I thought more about this, and it only made my brain hurt even more, and it was already reeling after trying to read that formula up there. (HALF OF IT IS JUST WAVY LINES.) Think about it. The difference between 14.4 of something and 15 of something is 4%. 4% doesn’t sound like a lot, but when you start doing math of any consequence, 4% becomes enormous. 4% of the world’s population, for example, is 284,000,000 (that’s 284 million) people. 4% of the distance from the earth to the moon is almost ten thousand miles. It’s hard to imagine any measurement having a grey area you could sail the earth itself through.

But that’s the way of things, innit? The Ke is not a contemporary unit of measurement. It doesn’t get used anymore, except perhaps by Chinese authenticists (the measurement, it turns out, was based on the sundial), in large part because we’ve come up with new, better, more precise measuring sticks. So are we always redefining the rules, fine-tuning the specs on our tools, rejiggering the machinations that control and that build our lives. As our goals and, by extension, our accomplishments grow, so too must the means by which we measure them. An “A” in high school chemistry might have been the most important thing in the world to a past version of myself, but today it means precisely bupkis.

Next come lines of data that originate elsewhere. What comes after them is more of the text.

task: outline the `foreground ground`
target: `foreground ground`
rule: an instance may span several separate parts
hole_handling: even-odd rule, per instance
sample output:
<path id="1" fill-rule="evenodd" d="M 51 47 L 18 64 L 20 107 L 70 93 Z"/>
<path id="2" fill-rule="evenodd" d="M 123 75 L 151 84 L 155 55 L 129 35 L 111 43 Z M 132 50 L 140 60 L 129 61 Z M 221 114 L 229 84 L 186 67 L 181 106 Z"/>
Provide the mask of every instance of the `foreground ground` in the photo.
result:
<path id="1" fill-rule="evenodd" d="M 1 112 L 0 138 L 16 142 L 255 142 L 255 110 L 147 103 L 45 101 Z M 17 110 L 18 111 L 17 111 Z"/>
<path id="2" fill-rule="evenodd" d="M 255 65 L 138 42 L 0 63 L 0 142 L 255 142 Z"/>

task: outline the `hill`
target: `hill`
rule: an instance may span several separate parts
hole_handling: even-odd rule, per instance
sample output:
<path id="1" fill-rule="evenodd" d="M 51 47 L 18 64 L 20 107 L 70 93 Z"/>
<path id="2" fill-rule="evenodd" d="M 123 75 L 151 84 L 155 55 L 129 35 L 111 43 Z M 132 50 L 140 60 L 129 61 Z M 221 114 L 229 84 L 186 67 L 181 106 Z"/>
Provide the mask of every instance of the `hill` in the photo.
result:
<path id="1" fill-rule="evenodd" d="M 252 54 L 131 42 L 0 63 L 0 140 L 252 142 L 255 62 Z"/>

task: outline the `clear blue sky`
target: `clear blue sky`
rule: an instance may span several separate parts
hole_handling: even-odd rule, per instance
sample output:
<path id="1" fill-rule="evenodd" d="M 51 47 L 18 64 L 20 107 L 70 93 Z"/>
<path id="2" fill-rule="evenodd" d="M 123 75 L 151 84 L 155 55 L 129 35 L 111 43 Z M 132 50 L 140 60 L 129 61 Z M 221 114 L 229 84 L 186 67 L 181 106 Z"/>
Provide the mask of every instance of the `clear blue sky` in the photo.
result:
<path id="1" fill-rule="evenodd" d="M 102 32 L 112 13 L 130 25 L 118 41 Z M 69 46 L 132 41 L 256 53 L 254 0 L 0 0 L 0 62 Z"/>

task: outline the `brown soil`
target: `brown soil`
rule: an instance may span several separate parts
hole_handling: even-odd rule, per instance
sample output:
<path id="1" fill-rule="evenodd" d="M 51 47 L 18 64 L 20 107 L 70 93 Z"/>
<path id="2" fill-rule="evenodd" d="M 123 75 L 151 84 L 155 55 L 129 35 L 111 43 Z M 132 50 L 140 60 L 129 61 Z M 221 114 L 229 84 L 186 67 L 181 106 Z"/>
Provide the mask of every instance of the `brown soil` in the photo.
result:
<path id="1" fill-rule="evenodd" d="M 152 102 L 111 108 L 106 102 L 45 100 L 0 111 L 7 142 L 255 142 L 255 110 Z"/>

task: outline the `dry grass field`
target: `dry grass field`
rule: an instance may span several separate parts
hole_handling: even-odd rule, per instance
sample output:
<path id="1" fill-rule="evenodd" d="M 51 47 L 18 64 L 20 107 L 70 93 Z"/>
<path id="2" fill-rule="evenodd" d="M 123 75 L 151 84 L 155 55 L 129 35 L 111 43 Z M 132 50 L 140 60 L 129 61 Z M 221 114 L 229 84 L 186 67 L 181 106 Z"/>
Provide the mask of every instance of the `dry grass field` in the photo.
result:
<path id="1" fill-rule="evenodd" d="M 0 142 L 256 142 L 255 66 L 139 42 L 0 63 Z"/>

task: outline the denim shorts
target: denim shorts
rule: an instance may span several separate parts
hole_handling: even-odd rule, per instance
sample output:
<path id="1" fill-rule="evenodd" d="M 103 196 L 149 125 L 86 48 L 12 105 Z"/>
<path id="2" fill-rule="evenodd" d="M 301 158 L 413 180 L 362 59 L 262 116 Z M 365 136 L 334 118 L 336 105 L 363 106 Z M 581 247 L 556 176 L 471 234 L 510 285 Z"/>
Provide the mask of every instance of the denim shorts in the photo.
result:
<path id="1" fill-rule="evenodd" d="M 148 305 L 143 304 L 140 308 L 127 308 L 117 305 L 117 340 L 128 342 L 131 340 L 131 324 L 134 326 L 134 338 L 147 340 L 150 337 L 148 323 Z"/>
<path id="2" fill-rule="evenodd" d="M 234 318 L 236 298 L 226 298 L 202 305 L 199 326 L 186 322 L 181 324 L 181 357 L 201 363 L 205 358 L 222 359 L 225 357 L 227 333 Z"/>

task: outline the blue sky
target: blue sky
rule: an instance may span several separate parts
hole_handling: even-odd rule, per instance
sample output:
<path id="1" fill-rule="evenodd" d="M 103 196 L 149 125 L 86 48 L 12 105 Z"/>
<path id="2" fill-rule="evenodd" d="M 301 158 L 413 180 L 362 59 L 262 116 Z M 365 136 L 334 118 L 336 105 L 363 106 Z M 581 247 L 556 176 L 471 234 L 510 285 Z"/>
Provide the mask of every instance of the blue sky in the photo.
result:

I got up for a drink just now, and on my way back to my seat, I had the thought that just about the only yardstick that has meaning in my life at the moment is money, and as I thought that thought, my blood started to simmer. My head filled with insane, tinfoil-hat kinds of ideas and notions that money isn’t real yet our lives and our livelihoods depend on it, that some people in the world can just invent all the money that they want while others live their lives in the shadow of its absence, and ultimately I decided that my blarg is a whole lot more lighthearted than that and the best thing to do was just to wrap this stream of consciousness up.

And to think, it only took me a couple of Ke’s to write all this.

This post is part of Stream of Consciousness Saturday.